All this is more typical of a totalitarian police state than of a liberal-democratic society and even less of a Christian community.
It’s closer to The Lives of Others than Babette’s Feast.
The Catholic Church’s inability to manage the abuse scandal from a legal and institutional point of view is the symptom of dashed hopes that new laws would result in just punishment and prevention systems sufficient to re-establish our common humanity.
The papacy is paying the price for its historical responsibilities in the deconstruction of that hope, and this has wide-ranging consequences.

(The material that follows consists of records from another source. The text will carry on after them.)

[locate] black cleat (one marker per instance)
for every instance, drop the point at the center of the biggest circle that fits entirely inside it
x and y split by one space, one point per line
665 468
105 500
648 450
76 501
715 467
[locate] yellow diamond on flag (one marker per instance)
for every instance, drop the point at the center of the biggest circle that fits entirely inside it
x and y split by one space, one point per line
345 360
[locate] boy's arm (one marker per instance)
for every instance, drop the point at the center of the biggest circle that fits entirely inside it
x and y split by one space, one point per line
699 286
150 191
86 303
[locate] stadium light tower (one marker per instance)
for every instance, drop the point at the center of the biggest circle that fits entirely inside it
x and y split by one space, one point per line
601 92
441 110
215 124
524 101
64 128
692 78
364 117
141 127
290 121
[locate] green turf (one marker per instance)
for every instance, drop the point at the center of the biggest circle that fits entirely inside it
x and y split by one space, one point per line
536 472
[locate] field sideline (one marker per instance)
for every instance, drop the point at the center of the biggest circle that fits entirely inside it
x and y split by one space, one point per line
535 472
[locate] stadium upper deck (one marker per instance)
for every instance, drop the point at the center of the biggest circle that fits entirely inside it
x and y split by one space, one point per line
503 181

The abuse crisis has produced a hard-to-reverse disenchantment (if not contempt or rage) with the magisterium’s attempt to send a positive message about sexuality.
For at least another century, it has tarnished the credibility of Catholicism and the papacy to speak on a whole range of issues.
Can Catholicism weather yet another storm?
Pope Francis accelerated his response to the abuse crisis after scandals emerged in 2018 concerning the bishops of Chile and the former cardinal Theodore McCarrick.
That was the year when the scandal affected his personal credibility.
And this is now part of the “new Roman question”.
The old one emerged in the face of the collapse of the Papal State between 1860 and 1870.
The new one has come about because of the collapse of something less tangible but not less substantial — the papacy’s (and the Vatican’s) credibility and legitimacy for the Catholic Church, the largest non-governmental provider of social, education, and medical services in the world.
Clearly, the policy of the popes of late 20th and 21st centuries to canonize their immediate predecessors on the Chair of Peter is worse than ineffective.
It is actually counter-effective because it gives the impression of a pre-emptive defence of the papacy and an impediment to an understanding of their sainthood that is not pure apologetics.
What we are witnessing could be just another storm that Catholicism will weather, like many times before, because “the Church thinks in centuries”.
But the abuse crisis and its developments in the last several years have revealed how much has changed in the perception of the Church, papal office included.
The Roman papacy was built both theologically and architecturally in the second millennium. It became an icon of Christian civilisation to the point that pontifical romanitas and catholicity were often seen as synonymous.
John Paul II wrote that the papacy in the third millennium was to serve ecumenical unity.
These last two decades have sent quite a different message.
- Massimo Faggioli is a Church historian, Professor of Theology and Religious Studies at Villanova University (Philadelphia) and a much-published author and commentator. He is a visiting professor in Europe and Australia.